Clean and rough chop or slice some flavorful mushrooms. You want something like shiitakes or chanterelles, preferably not the standard button mushroom creminis.

Also clean and thinly slice the white parts of two leeks. An easy way to clean leeks is to cut off the roots at the bottom and most of the green tops, and then slice the white part in half lengthwise. Holding it together by wrapping your hand around all the layers, swish each half around in a pot of clean water. This will work water into all of the layers and wash out any grit that has been caught in there. Then you can slice crossways.

Chop some fresh rosemary. The leaves of a few stalks should be enough. Don’t overdo it.

Brown in Butter

Add a half stick or so of butter to a skillet pan or stew pot, something with reasonably high sides and plenty of room on the bottom. Melt and cook the butter at reasonably high heat. Your goal is to just begin to brown the butter, but not to burn it. A heavier pot helps with this as it will even out the distribution of heat in the cooking vessel. We use enamel-coated cast iron, which is expensive but absolutely worth what you pay for it. You know your butter is beginning to brown when it is melted and starts making the whole kitchen smell really, really good, like butter.

After the butter is melted and beginning to brown, add the ground pork heart. At medium-high heat this will cook quickly. Stir often.

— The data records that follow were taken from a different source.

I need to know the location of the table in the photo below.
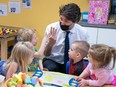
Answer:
[0,34,16,60]
[0,71,116,87]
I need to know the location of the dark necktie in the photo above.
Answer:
[64,31,70,64]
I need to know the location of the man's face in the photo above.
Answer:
[60,15,73,27]
[60,15,74,31]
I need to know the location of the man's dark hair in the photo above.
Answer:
[59,3,81,23]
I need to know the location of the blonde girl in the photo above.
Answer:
[1,41,34,79]
[76,44,116,87]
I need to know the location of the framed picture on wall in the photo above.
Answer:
[88,0,110,24]
[22,0,31,8]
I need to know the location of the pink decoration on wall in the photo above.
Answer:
[88,0,110,24]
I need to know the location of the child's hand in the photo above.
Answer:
[78,78,88,87]
[43,68,48,71]
[74,76,80,81]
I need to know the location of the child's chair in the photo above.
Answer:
[66,60,89,74]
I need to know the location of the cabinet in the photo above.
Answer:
[84,27,116,47]
[84,27,116,73]
[97,28,116,47]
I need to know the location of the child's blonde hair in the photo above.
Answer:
[72,41,90,58]
[17,28,36,41]
[6,41,34,72]
[89,44,116,69]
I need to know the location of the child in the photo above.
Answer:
[76,44,116,87]
[0,42,34,80]
[68,41,90,76]
[17,28,43,72]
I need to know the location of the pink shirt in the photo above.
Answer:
[84,63,114,86]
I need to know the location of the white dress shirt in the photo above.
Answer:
[45,22,88,64]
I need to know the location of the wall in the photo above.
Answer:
[0,0,89,48]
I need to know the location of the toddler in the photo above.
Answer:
[0,41,34,80]
[76,44,116,87]
[68,41,90,76]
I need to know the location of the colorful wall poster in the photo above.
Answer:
[0,4,7,16]
[8,2,21,14]
[88,0,110,24]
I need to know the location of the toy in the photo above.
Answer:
[7,72,42,87]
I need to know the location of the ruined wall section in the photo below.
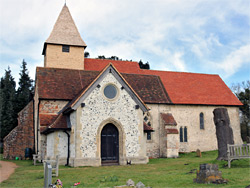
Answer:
[3,101,35,159]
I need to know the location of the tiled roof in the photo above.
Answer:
[141,70,242,105]
[40,113,70,134]
[36,67,170,103]
[46,5,87,47]
[37,58,242,106]
[143,122,154,132]
[36,67,99,100]
[161,113,177,125]
[39,114,58,127]
[84,58,140,74]
[85,59,242,106]
[122,74,171,104]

When the ground pork heart is cooked, which will happen quickly, add more butter and then add the mushrooms. Keep the meat and mushrooms moving around in the browned butter on medium-high heat, almost as if you were stir-frying. You don’t need to stir constantly, but stay alert. You don’t want anything sticking on the bottom of the pan and burning. If the mushrooms soak up all the butter, add another half stick or so. You can also turn the heat down slightly if you need to do so.

Yes, it smells amazing

Yes, it smells amazing

Cook the mushrooms until they begin to soften. Don’t try to saute and brown them. You want them cooked through and soft but not mushy and not sauted or fried. They should taste like fresh mushrooms that have been warmed and softened, not like fully-cooked.

Deglaze With Stock

Now add in pork or chicken stock to deglaze the pan. You need a cup or 2 at most of stock, just enough to cover the bottom of the pan to deglaze it. Lightly scrape the bottom of the pan with your spatula as you continue to keep the pork heart and mushrooms stirred.

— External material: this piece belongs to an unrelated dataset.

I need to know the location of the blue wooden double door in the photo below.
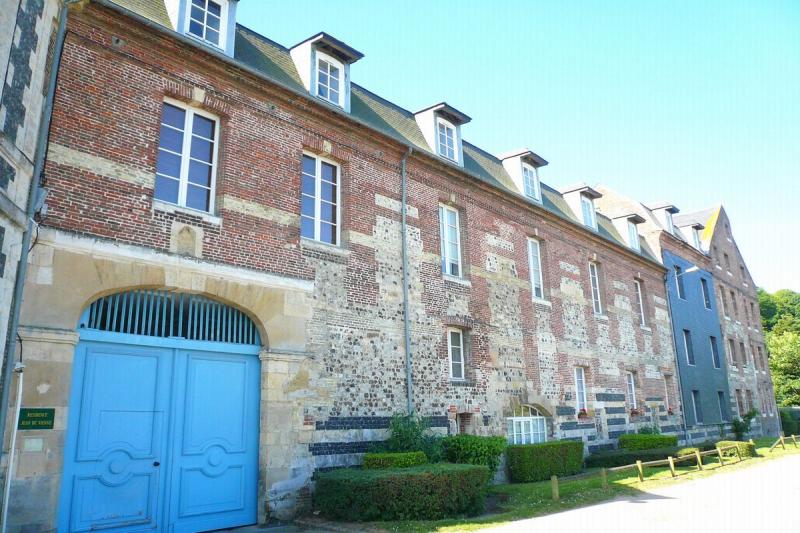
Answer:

If your butter is salted and/or your stock has salt, you probably do not need to add extra salt. Season to taste with salt and a little ground black pepper.

Add the leeks and fresh rosemary, stir again, turn down the heat to low and cover. Let sit on low heat until the leeks are tender. This is another reason why you don’t need to overcook the mushrooms before you add in the stock, since everything will continue to cook. By the time the leeks are tender, the stock will have been absorbed or cooked off. Chop a stick of butter into chunks and add it, stirring until the butter is melted.

Pop in the Pappardelle

To the final dish add fresh-cooked pappardelle pasta and mix well. The large, flat, egg noodles of pappardelle work best, but you could use farfalle or some other pasta with a large surface area. Don’t use something with a small surface area like spaghetti, or the sauce will just fall off.

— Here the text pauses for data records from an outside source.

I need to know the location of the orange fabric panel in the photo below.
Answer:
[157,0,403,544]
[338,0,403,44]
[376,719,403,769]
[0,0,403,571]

This is a lightly sauced dish; you should add enough pasta to feed 8 people, more or less. You don’t want the pasta drowned in sauce, rather, each piece of pasta should just have flecks here and there of the ground pork heart, with a slice of mushroom in every few bites. A neat trick is to use a pasta server or slotted spoon to scoop pasta directly from the pasta water into the sauce pot. Don’t worry about draining off the water that is on the pieces of pasta. The small amount of starchy pasta water will help the sauce stick to the noodles.

Ask yourself why you wouldn’t add another stick or so of butter. Remember, the heart has zero fat on it. Mix again.

Serve with fresh-grated parmesan.

This is not a dish that is interesting to try. It is not a fun and inventive way to use up pig heart. Your kids are going to love this, and when it is gone you will start wondering where you can find another pig heart so you can make this again.